The Festo CECX-X-C1 Modular Master Controller with CoDeSys and CECX-X-M1 Modular Controller with CoDeSys and SoftMotion do not require authentication for connections to certain TCP ports, which allows remote attackers to modify the configuration via a request to the debug service on port 4000 or delete log entries via a request to the log service on port 4001.
The information has been provided by Reid Wightman.
* CECX-X-C1 Modular Master Controller with CoDeSys, and
* CECX-X-M1 Modular Controller with CoDeSys and SoftMotion.
Reid Wightman discovered several vulnerabilities in the Festo CECX-X-M1 Modular Controller. These are:
* An FTP backdoor.
* Two unauthenticated ports (Port 4000/TCP debug service port and Port 4001/TCP log service port) that allow modification of memory and logging.
* All CoDeSys commands are executed without authentication because of two known vulnerabilities in the CoDeSys V2.3 runtime version.
This product is used industrywide as a programmable logic controller with inclusion of a multiaxis controller for automated assembly and automated manufacturing.
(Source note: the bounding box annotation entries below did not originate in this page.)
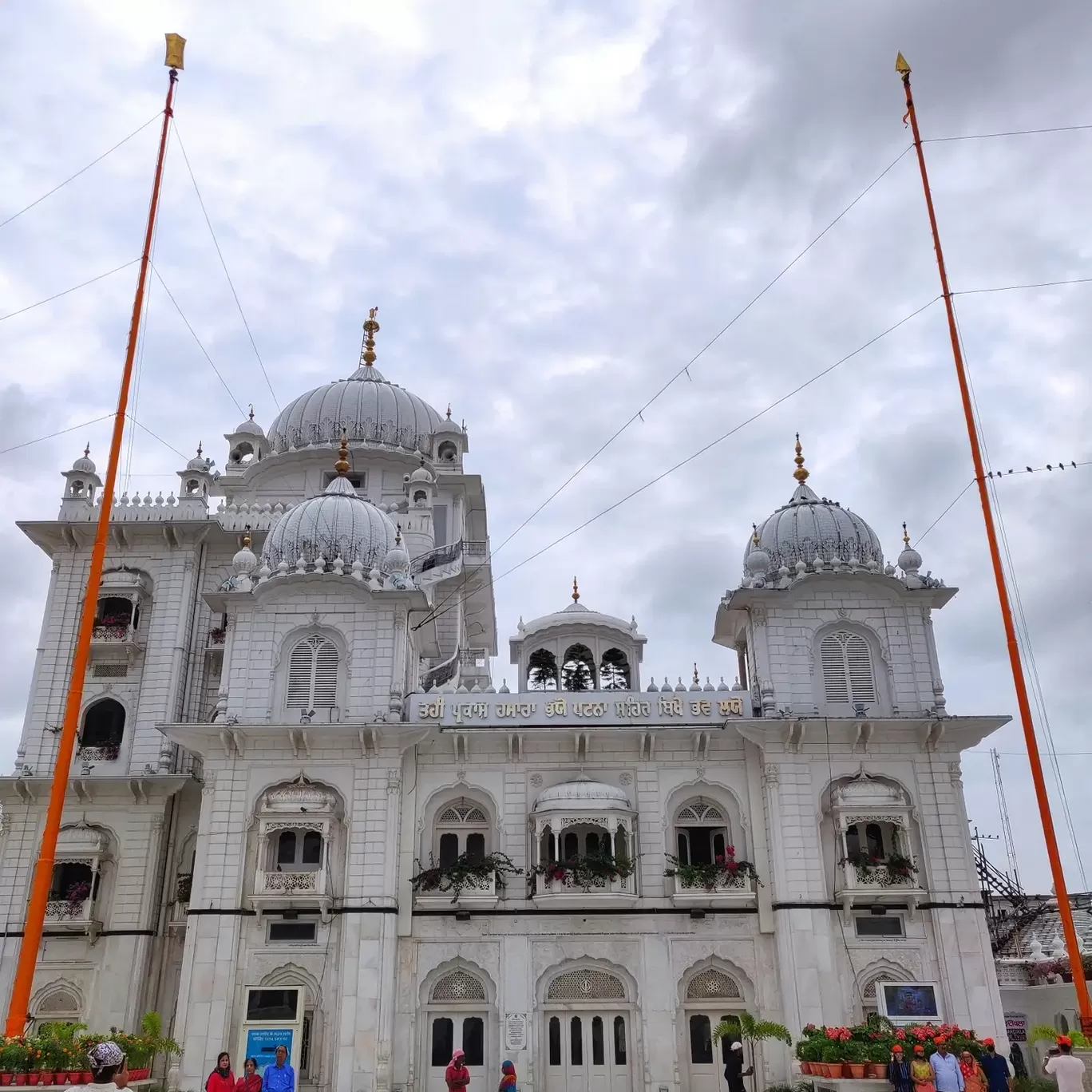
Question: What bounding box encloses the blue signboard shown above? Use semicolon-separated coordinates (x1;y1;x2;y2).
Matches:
239;1027;296;1072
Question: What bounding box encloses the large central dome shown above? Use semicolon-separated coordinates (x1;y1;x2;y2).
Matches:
269;315;443;452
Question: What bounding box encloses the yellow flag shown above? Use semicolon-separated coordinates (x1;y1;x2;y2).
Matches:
163;34;185;69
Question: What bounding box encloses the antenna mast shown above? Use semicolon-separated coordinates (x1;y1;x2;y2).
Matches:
4;34;186;1036
894;53;1092;1035
989;748;1020;887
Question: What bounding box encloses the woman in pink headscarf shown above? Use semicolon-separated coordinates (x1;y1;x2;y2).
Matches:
443;1050;471;1092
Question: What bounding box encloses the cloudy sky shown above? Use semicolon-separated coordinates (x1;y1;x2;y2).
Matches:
0;0;1092;890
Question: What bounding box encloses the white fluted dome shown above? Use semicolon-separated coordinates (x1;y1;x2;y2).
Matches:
534;777;631;815
267;365;443;452
262;476;397;570
744;481;884;573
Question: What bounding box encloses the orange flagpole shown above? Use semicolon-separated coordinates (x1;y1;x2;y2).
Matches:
894;53;1092;1035
4;34;186;1035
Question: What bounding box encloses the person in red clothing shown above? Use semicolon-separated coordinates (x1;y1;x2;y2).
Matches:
205;1050;235;1092
235;1058;262;1092
443;1050;471;1092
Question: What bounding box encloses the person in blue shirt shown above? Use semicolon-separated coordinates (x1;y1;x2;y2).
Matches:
262;1043;296;1092
929;1036;963;1092
979;1039;1010;1092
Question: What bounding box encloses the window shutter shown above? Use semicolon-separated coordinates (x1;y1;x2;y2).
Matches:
287;641;315;709
819;629;876;706
845;633;876;704
286;635;338;709
819;633;849;702
311;641;338;709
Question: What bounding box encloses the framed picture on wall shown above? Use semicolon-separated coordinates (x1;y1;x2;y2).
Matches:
876;982;941;1023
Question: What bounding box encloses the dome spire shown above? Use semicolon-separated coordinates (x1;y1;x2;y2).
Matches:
334;428;350;477
360;307;379;368
793;433;809;485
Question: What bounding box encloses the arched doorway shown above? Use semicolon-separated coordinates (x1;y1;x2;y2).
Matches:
543;967;635;1092
682;967;749;1092
425;967;499;1092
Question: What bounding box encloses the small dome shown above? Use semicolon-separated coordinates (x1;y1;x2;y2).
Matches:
520;576;643;640
262;475;395;570
231;417;265;439
534;777;631;813
744;438;884;572
72;443;95;474
186;443;212;474
267;308;443;453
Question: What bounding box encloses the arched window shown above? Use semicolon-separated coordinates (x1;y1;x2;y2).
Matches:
271;828;324;872
286;633;338;709
528;649;557;690
675;801;733;864
561;644;595;690
819;629;877;706
80;698;125;761
95;595;140;640
434;801;489;868
599;649;630;690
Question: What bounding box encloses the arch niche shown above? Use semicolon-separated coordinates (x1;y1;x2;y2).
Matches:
538;961;640;1092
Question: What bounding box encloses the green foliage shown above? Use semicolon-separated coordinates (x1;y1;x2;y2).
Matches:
410;853;523;902
531;853;635;891
713;1012;793;1048
664;853;762;891
1012;1077;1058;1092
1027;1024;1089;1050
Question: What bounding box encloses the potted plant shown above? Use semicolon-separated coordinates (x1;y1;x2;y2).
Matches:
843;1039;868;1081
822;1039;845;1077
713;1012;793;1086
868;1041;891;1081
410;853;523;902
136;1010;182;1080
664;845;761;891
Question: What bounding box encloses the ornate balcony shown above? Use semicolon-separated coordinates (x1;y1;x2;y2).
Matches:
91;621;144;659
531;777;637;910
665;867;758;910
413;872;500;911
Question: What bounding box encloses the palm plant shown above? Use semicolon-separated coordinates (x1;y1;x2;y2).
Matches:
713;1012;793;1086
140;1011;182;1072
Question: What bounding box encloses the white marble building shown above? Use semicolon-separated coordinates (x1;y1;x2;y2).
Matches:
0;317;1006;1092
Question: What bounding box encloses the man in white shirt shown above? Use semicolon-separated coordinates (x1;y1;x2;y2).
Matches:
1043;1035;1084;1092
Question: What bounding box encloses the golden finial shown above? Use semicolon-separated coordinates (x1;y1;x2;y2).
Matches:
360;307;379;368
334;429;350;477
793;433;808;485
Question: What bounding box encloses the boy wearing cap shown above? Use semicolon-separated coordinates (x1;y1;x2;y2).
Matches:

Identified customers are in solar cell manufacturing, automobile assembly, general assembly and parts control, and airframe manufacturing where tolerances are particularly critical to end product operations. An attacker could change the tolerances of assembly and remove record of the change.
According to the Festo product web page, other products are using newer versions of CoDeSys software and may not be vulnerable to the CoDeSys vulnerability, but this has not been evaluated by the researcher.
Impact to individual organizations depends on many factors that are unique to each organization. ICS-CERT recommends that organizations evaluate the impact of these vulnerabilities based on their operational environment, architecture, and product implementation.